皇帝:「寡人逃出南京,昼夜奔走,宫监嫔妃,渐渐失散,只有太监韩赞周,跟俺前来。这炎天赤日,瘦马独行,何处纳凉。昨日寻着魏国公徐宏基,他佯为不识,逐俺出府。今日又早来到芜湖。那前面军营,乃黄得功驻防之所,不知他肯容留寡人否。奔忙,寄人廊庑,只望他容留收养。此是黄得功辕门,韩赞周,快快传他知道。」
丑:「门上有人幺?」
杂扮军卒上:「是那里来的?」
丑:「南京来的。万岁爷驾到了,传你将军速出迎接。」
杂:「啐!万岁爷怎能到的这里?不要走来吓俺罢。」
皇帝:「你唤出黄得功来,便知真假。江浦边,迎銮护驾,旧将中郎。」
杂:「人物不同,口气又大,是不是,替他传一声。」
末:「那有这事,待俺认来。」
皇帝:黄将军一向好幺?
末(忙跪介):「万岁,万万岁!请入帐中,容臣朝见。」(《桃花扇》)

这段是戏曲演出,对话的杂末丑都是演员,故事讲的是弘光帝逃离了南京,宫监嫔妃纷纷失散。失去了朝臣与嫔妃的皇帝,那幺要如何再做一个皇帝呢?于是他跑去找魏国公徐宏基,没想到这位宏基电脑负责人(跟这个没关係好吗)竟然假装不认识皇帝,将他赶了出来。

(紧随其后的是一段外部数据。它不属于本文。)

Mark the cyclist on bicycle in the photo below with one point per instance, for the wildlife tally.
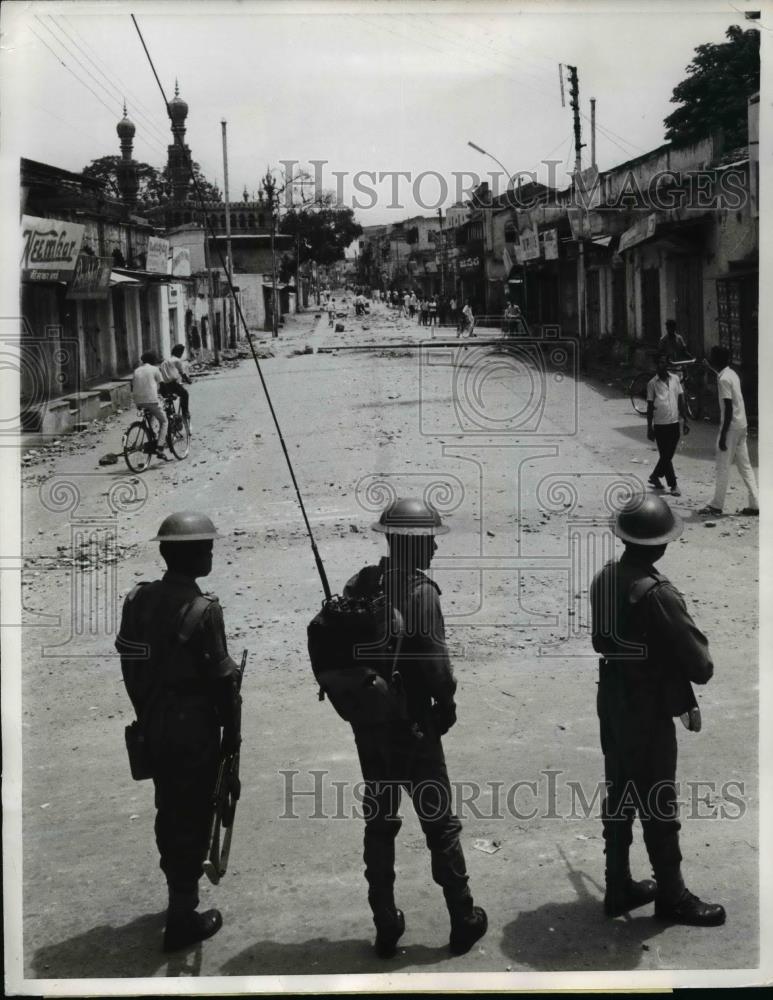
(673, 345)
(174, 372)
(145, 383)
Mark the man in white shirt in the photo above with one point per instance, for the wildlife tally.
(731, 444)
(665, 405)
(145, 382)
(174, 372)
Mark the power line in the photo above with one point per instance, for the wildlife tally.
(63, 63)
(314, 549)
(485, 50)
(136, 102)
(148, 139)
(122, 92)
(506, 60)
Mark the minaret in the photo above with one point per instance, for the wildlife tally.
(179, 155)
(128, 182)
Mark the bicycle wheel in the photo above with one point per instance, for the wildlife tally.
(638, 392)
(178, 437)
(136, 447)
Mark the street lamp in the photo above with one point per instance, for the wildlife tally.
(491, 156)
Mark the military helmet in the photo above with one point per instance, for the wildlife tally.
(410, 517)
(186, 527)
(647, 520)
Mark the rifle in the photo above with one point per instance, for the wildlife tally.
(226, 795)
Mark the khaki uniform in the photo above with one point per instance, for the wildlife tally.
(182, 695)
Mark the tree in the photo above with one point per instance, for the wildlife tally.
(713, 96)
(153, 183)
(325, 229)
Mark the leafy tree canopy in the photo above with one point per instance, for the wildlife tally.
(713, 96)
(325, 229)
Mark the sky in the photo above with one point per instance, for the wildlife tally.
(382, 86)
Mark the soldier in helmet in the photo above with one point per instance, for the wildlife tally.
(651, 652)
(408, 753)
(183, 686)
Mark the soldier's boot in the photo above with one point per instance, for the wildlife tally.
(390, 927)
(624, 894)
(468, 922)
(184, 924)
(677, 905)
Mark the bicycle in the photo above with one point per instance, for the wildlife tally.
(139, 439)
(690, 387)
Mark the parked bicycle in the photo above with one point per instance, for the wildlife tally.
(140, 440)
(690, 378)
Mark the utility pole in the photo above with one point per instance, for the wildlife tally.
(442, 256)
(210, 302)
(574, 91)
(228, 257)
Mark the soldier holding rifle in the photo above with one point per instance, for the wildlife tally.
(184, 689)
(651, 652)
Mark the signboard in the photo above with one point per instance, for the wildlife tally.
(181, 261)
(589, 188)
(50, 249)
(530, 244)
(550, 244)
(92, 277)
(158, 252)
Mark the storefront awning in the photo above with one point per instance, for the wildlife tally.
(122, 279)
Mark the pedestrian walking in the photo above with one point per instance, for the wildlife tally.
(467, 325)
(665, 408)
(174, 372)
(408, 752)
(732, 445)
(673, 344)
(146, 381)
(194, 342)
(652, 652)
(183, 686)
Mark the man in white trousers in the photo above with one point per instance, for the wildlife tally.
(731, 446)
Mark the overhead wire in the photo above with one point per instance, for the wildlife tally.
(148, 139)
(208, 227)
(63, 63)
(474, 57)
(122, 91)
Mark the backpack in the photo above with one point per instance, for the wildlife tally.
(354, 644)
(139, 741)
(679, 697)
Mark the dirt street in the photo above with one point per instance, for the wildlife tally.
(519, 456)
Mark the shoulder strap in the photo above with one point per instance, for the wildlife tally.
(192, 616)
(135, 590)
(645, 586)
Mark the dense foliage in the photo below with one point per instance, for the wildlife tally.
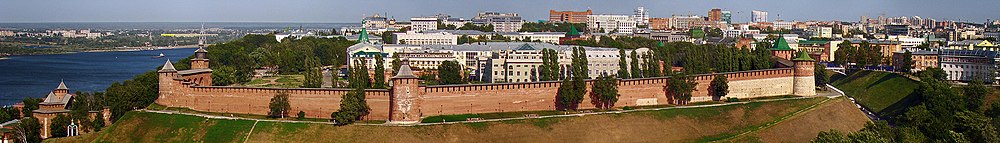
(551, 27)
(942, 113)
(353, 105)
(572, 89)
(719, 87)
(604, 92)
(450, 72)
(279, 106)
(862, 55)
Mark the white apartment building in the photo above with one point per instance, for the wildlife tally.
(821, 32)
(418, 24)
(758, 16)
(502, 22)
(612, 23)
(426, 38)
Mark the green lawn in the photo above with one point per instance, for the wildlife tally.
(883, 92)
(670, 125)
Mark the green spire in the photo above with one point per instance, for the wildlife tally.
(780, 44)
(573, 31)
(364, 33)
(803, 56)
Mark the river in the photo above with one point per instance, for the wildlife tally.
(36, 75)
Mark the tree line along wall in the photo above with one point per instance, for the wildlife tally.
(457, 99)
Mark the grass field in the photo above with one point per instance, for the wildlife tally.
(701, 124)
(882, 92)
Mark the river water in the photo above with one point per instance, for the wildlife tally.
(37, 75)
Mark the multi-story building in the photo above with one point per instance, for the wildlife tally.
(611, 23)
(727, 16)
(569, 16)
(686, 22)
(502, 22)
(426, 38)
(659, 23)
(969, 65)
(758, 16)
(820, 31)
(715, 14)
(641, 16)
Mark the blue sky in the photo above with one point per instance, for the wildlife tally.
(353, 10)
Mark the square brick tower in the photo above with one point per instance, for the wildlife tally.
(405, 97)
(804, 82)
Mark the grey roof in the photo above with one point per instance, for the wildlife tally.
(62, 85)
(168, 67)
(404, 72)
(193, 71)
(201, 50)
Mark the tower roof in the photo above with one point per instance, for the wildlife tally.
(404, 71)
(168, 67)
(803, 56)
(781, 44)
(62, 85)
(201, 50)
(573, 31)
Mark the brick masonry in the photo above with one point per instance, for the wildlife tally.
(408, 102)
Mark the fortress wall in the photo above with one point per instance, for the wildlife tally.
(461, 99)
(316, 103)
(513, 97)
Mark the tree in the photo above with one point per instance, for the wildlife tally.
(622, 64)
(353, 105)
(821, 76)
(680, 87)
(28, 131)
(313, 75)
(30, 105)
(831, 136)
(636, 70)
(975, 95)
(604, 92)
(906, 65)
(719, 87)
(59, 125)
(449, 72)
(396, 63)
(379, 72)
(279, 105)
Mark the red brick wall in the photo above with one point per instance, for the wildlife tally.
(432, 100)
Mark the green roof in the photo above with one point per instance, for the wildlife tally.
(573, 31)
(780, 44)
(803, 56)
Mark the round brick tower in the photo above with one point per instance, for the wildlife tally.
(405, 97)
(804, 82)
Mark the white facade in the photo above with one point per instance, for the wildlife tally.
(758, 16)
(822, 32)
(436, 38)
(608, 23)
(419, 24)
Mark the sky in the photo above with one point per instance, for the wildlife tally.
(341, 11)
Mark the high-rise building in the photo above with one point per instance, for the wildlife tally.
(502, 22)
(608, 23)
(727, 16)
(758, 16)
(715, 14)
(569, 16)
(641, 15)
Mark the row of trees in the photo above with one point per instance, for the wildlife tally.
(865, 54)
(942, 113)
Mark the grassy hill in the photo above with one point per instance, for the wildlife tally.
(701, 124)
(883, 92)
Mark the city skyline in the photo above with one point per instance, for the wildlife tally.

说起来皇帝平日居于深宫之中,古早又没有大批媒体和摄影官随行,一般官阶不够高的官员不认识或没看过,也非常合理。就算看过也可能以为自己在看全民大闷锅模仿秀,想说这位离开帝都出逃的皇帝,根本就是冒牌货来着。于是这南明小皇帝就到处被人家赶来赶去,最后到了芜湖军营前,请太监去通报,说我们大明国万岁爷驾到了。谁料这军营看门的杂役根本不相信,想也不想就「啐」了一声,说拜託我们今上万岁爷或大小姐,那可是如此尊爵不凡,岂有可能纡尊降贵走到这里来勘灾?不要来这里吓唬咱们,咱们不是被吓大的。这时皇帝没办法,赶快叫杂役去给唤将军出来,这才终于君臣相认,好是感慨的场面啊。

这幺一说,各位就稍微能理解了吧?基本上当皇帝离开紫禁城,当总统离开总统府,他天赋君权的权力就消失了一大半。这时你不妨想想——如果咱们大总统出门只是开一台头又大,又不交管又不封路,除了会被那个几百壮士来陈抗扔鞋砸蛋之外,让我们庶民百姓怎幺认得那是大总统呢?若她不是搭乘云豹装甲车,是骑个嘟嘟车,让我们普通人从上往下看着她癡癡地笑,她该如何建构王权的威仪呢?更进一步来说,如果前面没有卡车给记者坐,随行没有摄影官捕捉总统挥手的英姿,那又怎幺让灾民确定这就是总统本尊呢?而这其实也正是「王权」的意义。只有被臣民给承认且被仰望被膜拜,皇帝或总统的权力才能真正被确认。所以别再嘴人家坐甲车了,实在是不得已矣。

当然,田晓菲整场演讲还有许多深具启发的部份,我在此处就不剧透太多了。事实上无论是南朝、南宋或南明,我以为都满适合身处偏安之岛的我们这一代来理解与研究。关于北方强国的威胁,国家的外交困境,以及迁徙离散几代人的我族认同,实在都与现世有八十七分像。

我们之前的文章里介绍过南朝的几个94狂皇帝,好好至尊大位不干,跑去摆地摊,卖猪肉,还锻铁做工样样来,那是一种反面的剧场;至于南明这弘光帝则是更悲摧一点,明明是皇帝到处想找地方投奔,人家却压根不信他是真皇帝。可见「权力」本身就是一何其弔诡的寓言。被赋权时肆意妄为,可以含沙射影或搅弄风云,但稍有不慎权力就随时可能消失,但他者再不认同权力之时,这些君权就犹如从未存在过一般。